Un contrat de droit public, celui d'assistant d'éducation qui a remplacé les contrats emplois jeunes il y a quelques années. Ce contrat engage la personne sur une durée hebdomadaire de 35 ou 20 heures. Les AED sont recrutés au niveau BAC et plus. AED c'est aussi la nouvelle appellation des MI/SE, Maîtres d'Internat/Surveillants d'Externat. En la matière l'État fait un comme comme il le veut avec les noms qu'il donne à ceux qu'il emploie à durée déterminée.

Dans mon département la durée du contrat est d'un an et renouvelable 5 fois. J'ai contracté en 2008 à la rentrée de septembre, sauf faute grave, ou bien si je trouve un emploi pérenne, je suis tranquille jusqu'en 2014. Je reviendrai sur le sujet plus loin dans cette note.

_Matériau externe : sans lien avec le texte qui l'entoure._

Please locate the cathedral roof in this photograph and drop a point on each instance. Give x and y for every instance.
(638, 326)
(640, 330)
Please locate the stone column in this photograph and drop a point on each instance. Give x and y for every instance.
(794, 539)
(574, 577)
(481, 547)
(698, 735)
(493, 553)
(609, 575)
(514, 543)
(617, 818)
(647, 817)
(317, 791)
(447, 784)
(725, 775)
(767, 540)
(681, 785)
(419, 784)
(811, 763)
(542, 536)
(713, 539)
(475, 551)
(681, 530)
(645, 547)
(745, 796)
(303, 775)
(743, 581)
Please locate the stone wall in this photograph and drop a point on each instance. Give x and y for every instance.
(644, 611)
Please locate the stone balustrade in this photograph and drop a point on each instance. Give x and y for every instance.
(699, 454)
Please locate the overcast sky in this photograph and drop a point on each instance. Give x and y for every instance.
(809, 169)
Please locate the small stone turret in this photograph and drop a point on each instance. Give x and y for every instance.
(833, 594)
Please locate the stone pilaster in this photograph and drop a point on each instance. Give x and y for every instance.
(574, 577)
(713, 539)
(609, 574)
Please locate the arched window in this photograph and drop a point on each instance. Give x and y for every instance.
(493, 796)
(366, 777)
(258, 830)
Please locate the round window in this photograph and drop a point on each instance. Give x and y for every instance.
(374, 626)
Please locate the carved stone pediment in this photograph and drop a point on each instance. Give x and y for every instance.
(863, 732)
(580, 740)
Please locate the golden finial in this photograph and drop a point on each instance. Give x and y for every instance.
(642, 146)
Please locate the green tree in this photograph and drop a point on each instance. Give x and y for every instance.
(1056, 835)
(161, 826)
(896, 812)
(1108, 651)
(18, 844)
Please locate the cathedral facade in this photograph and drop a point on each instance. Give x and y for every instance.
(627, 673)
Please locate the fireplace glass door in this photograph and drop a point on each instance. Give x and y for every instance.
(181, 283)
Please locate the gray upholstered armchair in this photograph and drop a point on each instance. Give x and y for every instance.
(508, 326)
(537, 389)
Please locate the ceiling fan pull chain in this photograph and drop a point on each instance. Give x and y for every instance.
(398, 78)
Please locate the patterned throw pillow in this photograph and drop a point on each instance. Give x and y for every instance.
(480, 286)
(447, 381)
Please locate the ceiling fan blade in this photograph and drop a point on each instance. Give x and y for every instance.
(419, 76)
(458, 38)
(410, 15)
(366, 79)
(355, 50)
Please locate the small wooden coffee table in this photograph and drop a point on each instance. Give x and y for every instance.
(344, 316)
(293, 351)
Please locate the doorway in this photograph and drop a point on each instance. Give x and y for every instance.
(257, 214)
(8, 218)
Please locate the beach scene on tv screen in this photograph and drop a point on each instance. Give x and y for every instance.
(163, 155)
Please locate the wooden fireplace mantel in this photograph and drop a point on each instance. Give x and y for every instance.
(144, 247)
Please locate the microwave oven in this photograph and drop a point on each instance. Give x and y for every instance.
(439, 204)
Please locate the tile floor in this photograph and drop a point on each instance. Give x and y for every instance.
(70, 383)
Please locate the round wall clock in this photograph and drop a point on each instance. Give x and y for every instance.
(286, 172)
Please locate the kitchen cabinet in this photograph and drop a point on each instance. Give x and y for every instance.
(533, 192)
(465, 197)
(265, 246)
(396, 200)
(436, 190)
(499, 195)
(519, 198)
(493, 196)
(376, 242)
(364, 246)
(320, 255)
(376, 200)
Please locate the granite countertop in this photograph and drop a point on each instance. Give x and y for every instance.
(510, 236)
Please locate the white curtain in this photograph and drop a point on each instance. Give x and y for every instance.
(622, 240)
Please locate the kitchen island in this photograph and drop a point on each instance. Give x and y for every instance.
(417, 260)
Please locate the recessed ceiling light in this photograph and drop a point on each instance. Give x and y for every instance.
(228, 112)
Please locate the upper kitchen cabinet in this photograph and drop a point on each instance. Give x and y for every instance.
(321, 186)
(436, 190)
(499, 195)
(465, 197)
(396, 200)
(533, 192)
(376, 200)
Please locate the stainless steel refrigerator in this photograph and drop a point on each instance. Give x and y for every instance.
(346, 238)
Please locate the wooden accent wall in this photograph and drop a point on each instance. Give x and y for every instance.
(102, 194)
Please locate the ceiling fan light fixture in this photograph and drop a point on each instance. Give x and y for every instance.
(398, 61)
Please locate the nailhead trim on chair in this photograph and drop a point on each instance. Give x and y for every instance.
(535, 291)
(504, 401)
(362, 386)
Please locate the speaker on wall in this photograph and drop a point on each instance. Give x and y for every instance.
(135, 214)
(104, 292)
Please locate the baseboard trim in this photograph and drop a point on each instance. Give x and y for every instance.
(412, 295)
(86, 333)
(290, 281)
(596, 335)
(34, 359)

Un contrat de droit public d'une part donc et un contrat de droit privé le Contrat Unique d'Insertion d'autre part. Les critères actuels (27/05/11) d'éligibilité sont fixés par Pôle Emploi. À ma connaissance, il faut être chômeur de longue durée et arriver en fin de droit pour pouvoir prétendre à ce type de contrat.

La durée hebdomadaire du contrat ne dépasse pas les 26 heures. Les droits à ce type de contrat n'excédant pas deux ans. Autrement dit, s’est des personnes beaucoup trop éloigné de l'emploi (pas uniquement des personnes privées d'emploi, il existe aussi des étudiants au long parcours, des parents ayant pris un congé pour élever leurs enfants, je n'ai pas la prétention d'être exhaustif sur le sujet).

Il m'est arrivé jusqu'aux oreilles que l'État ait comme idée de remplacer son personnel AED, par des personnes en contrat aidé (CUI). Pourquoi je fais cette remarque, c'est très simple. Mes connaissances actuelles du sujet m'amènent à dire qu'une personne employée en CUI coute moins cher à l'État qu'une autre salariée sous contrat d'AED. Et en la matière c'est dramatique. Pardonnez-moi cette trop longue introduction et venons-en au sujet des AVSI.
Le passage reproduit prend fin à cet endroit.